On retrouvait ainsi la dichotomie de la finesse et de la brutalité, le yin et le yang de la personnalité de l'assassine dont les yeux changeaient de couleur selon leur caractère. En ce moment, d'ailleurs, un des yeux de Pinheht était d'une noirceur profonde, reflétant l'avenir, les objectifs de la gamine qui voulait répandre la mort comme une peste bubonique qui ravagerait ceux qui ne méritaient pas de vivre. L'autre était blanc avec des reflets jaunâtres, exprimant l'envie, la pureté, l'ambition, et l'amour porté à la guilde que la gamine espérait rejoindre, si Israa et ses compagnons le lui permettaient.

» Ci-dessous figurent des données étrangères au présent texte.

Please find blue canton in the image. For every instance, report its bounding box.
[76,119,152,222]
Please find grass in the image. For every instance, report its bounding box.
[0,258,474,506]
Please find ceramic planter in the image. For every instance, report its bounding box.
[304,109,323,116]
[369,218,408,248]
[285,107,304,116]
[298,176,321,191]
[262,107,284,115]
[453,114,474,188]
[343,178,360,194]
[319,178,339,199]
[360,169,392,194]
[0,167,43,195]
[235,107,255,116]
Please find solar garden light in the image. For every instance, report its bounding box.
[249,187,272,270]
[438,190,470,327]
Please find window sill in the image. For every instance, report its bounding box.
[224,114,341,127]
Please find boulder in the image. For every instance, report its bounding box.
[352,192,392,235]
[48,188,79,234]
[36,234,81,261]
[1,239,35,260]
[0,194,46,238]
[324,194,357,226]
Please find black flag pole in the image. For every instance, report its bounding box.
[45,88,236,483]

Maintenant que le dessin était fini en apparence, il fallait quand même rajouter quelque chose, un détail qu'il ne fallait pas oublier pour donner à cette griffe toute son ampleur, amplement méritée.
Sortant délicatement de son cabas la fiole de sang récupéré des blessures de Naash Ubah. Ensuite, un bocal assez fin contenant du sable du désert de Salith.
S'agenouillant pour effectuer sa préparation : Elle déposa sur le dos de la lame de sa dague une poignée de sable, sur laquelle elle versa le contenu de la fiole. Mélangeant le tout, on obtenait une sorte de boue sèche et collante.

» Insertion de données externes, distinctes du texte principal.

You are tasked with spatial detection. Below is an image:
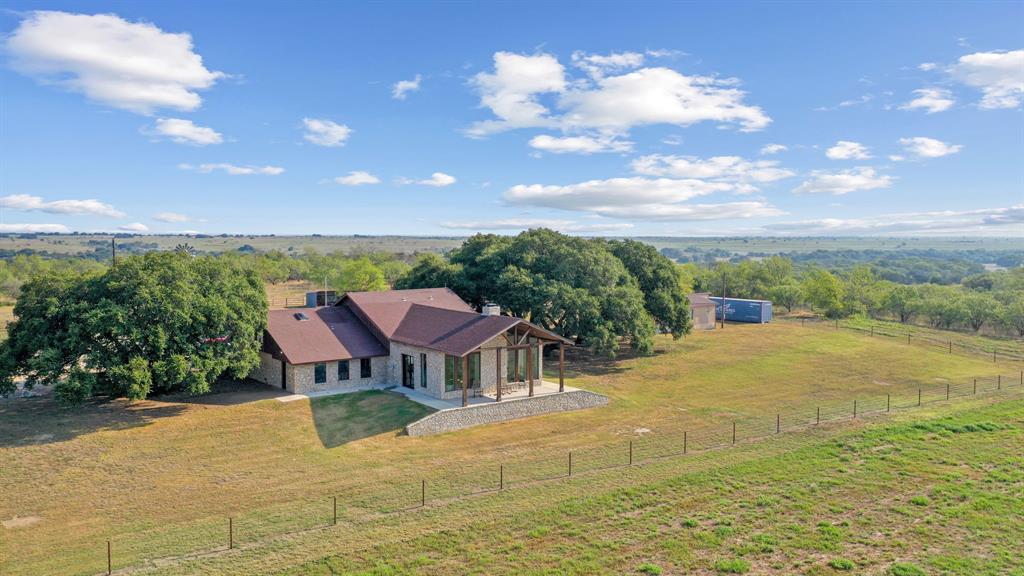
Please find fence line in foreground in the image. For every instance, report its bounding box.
[90,371,1024,574]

Chao Hu récupéra la mixture aux teintes pourpres pour la déposer dans tous les interstices qu'elle venait d'effectuer sur le mur. On obtenait ainsi un œil rouge, et un couleur beige. Le cœur de la gamine battait la chamade. Elle tenait devant elle son œuvre, plutôt réussie, qui n'avait plus qu'à faire connaître son existence à son commanditaire.

Elle hésita à envoyer une lettre à ce propos, pour faire savoir qu'elle avait réussi. Mais après mure réflexion, elle haussa les épaules en se disant qu'il ne faudrait pas plus d'une heure pour que la Main Noire soit au courant. Un corbeau passait déjà dans le ciel, annonçant implicitement que la nouvelle passerait très très vite.

Quand elle repartit rejoindre Albinos, son épouvantable compagnon épouvantail, elle sentit dans son dos sa griffe qui l'observait.
Peut être qu'elle avait donné vie à cette signature, avec le sang de sa victime.

Elle n'avait plus qu'à attendre qu'on lui fasse signe.